I also wrote to Redbird Flight Simulations, Inc. to confirm the FAA legally approved uses of the RedBird FMX as well as this new interpretation. Their reply is as follows (this was quoted in the previous comment):
**On August 21, 2009 in the initial notice of changes to the Federal Register, there was conflicting language in CFR 61.51(g)(4) between the preamble and the rule making itself as to whether an instructor must be present in order to log approaches for instrument recency experience. On August 6, 2010, an opinion by Neal O’Hara, Attorney in the Regulations Division of the Office of the Chief Counsel and distributed by Rebecca MacPherson, Assistant Chief Counsel for Regulation specified that when there is a discrepancy between the preamble and the rule, the rule will govern and as such, would require an instructor to be present. However, due to the conflicting language the issue was forwarded back to Flight Standards Service for review and comment.
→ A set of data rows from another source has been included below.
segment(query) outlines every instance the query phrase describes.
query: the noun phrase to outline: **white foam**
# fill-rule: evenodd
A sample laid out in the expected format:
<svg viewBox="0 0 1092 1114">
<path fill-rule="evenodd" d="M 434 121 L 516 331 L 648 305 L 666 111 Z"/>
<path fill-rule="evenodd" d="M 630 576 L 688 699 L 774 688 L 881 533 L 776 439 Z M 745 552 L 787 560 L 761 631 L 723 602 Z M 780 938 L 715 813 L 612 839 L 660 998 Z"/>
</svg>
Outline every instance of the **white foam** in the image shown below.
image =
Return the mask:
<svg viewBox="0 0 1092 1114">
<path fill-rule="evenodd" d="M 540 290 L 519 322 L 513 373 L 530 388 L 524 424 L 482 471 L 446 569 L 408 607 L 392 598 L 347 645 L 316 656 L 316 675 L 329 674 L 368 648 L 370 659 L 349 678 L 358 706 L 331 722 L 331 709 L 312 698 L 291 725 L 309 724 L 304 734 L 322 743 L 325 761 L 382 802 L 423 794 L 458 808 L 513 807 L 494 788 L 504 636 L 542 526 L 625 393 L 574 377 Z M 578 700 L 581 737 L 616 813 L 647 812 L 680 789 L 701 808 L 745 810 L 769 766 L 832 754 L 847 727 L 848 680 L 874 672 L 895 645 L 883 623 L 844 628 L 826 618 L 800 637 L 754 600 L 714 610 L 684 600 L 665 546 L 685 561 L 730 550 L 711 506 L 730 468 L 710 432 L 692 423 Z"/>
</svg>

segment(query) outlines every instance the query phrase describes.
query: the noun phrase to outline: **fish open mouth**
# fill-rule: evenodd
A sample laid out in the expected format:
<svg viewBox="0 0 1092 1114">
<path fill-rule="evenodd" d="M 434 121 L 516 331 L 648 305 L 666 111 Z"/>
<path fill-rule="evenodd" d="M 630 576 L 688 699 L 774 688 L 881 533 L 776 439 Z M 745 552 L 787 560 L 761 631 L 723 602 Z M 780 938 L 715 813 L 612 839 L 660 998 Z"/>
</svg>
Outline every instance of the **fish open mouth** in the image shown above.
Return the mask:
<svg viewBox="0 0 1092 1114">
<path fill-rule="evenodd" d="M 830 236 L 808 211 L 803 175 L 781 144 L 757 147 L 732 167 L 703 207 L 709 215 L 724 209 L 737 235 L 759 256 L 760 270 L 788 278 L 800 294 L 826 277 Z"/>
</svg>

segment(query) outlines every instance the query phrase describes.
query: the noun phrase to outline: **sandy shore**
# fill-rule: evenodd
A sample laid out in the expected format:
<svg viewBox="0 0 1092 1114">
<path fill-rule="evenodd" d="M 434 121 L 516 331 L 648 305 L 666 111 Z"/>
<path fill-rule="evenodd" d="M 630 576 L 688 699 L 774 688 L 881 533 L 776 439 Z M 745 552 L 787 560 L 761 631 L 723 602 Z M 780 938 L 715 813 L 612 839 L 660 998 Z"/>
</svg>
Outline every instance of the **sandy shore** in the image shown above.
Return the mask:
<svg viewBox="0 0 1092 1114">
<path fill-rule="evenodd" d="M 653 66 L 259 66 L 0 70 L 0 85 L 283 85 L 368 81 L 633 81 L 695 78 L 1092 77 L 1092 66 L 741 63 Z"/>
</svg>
After this occurred, John King of King Schools (and a reseller of Redbird products) contacted Flight Standards Service to clarify the conflicting language. In an opinion returned to John King on November 3, 2010, Flight Standards agreed that the language specifies that instrument aeronautical experience for a pilot certificate, rating, or instrument recency experience requires an authorized instructor sign the person’s logbook or training record to verify the time and the content of the training session. Per Flight Standards, the operative term is “training session”. Their interpretation is that a person, who is current, logging the time and experience necessary to maintain instrument recency experience (CFR 61.57(c)(2)) is not a “training session”. Therefore, CFR 61.51(g)(4) does not apply to an instructor being present for instrument recency. Furthermore, according to Flight Standards, the LOA (Letter of Authorization) for the AATD states that an authorized instructor must certify instructional use. Satisfying the requirements of CFR 61.57(c)(2) is not considered instructional use, therefore an authorized instructor does not need to be present.*
I have attached a link below that will give you the full text of the communication between John King and Lance Nuckolls of Flight Standards.*
Subsequently, based on this information and no information from the FAA since the publication of this information on November 3, 2010 that conflicts with this interpretation, we still are of the opinion that as long as a pilot has not exceeded the 6-month window, instrument recency may be logged without an instructor present.
Here is my summary for logging your “instrument time” for recency. In each situation you must be operating the aircraft or approved simulator solely by reference to the flight instruments.
Actual Flight instrument time
This is your time spent in cloud, smoke, fog, haze, mist or dark night conditions when you don’t have any horizon or lights for visual reference to the ground during an actual flight in non-VFR conditions.
If you are in these non-VFR conditions, you will obviously have to be on an IFR Flight Plan to be legal.
If you are in non-VFR conditions for the entire flight you can only take credit for up to the maximum Air Time ( up – down), not the entire Flight Time. You are not flying solely on instruments while taxiing.
Simulated Flight instrument time
This is your time spent simulating cloud, smoke, fog, haze, mist or dark night without an horizon or without visual reference to the ground during an actual flight and in VFR conditions.
You are expected to have a safety pilot with you and to use a view limiting device or hood in order to get credit for logging this simulated flight instrument time.
The safety pilot will also be your instructor when you are conducting IFR training in order to get credit for logging this simulated flight instrument time. You are allowed to log it, and your instructor (PIC) is also allowed to log it.
You can only take credit for the time that you are simulating instrument conditions. This may be less than the Air Time depending upon when you start and stop flying by sole reference to the flight instruments.
Ground instrument time
This is your time spent simulating non-VFR conditions on a simulated IFR flight in an approved flight simulator training device (FSTD).
An instructor is expected to be with you when you are conducting IFR training in order to get credit for this ground instrument time, but if you are an IFR rated pilot you don’t need an instructor. You can be alone or with another pilot.
If you are in non-VFR conditions for the entire flight you can only take credit for up to the maximum simulator Air Time (up – down), not the total simulator Flight Time. Also remove the time the simulator is paused during the simulated flight.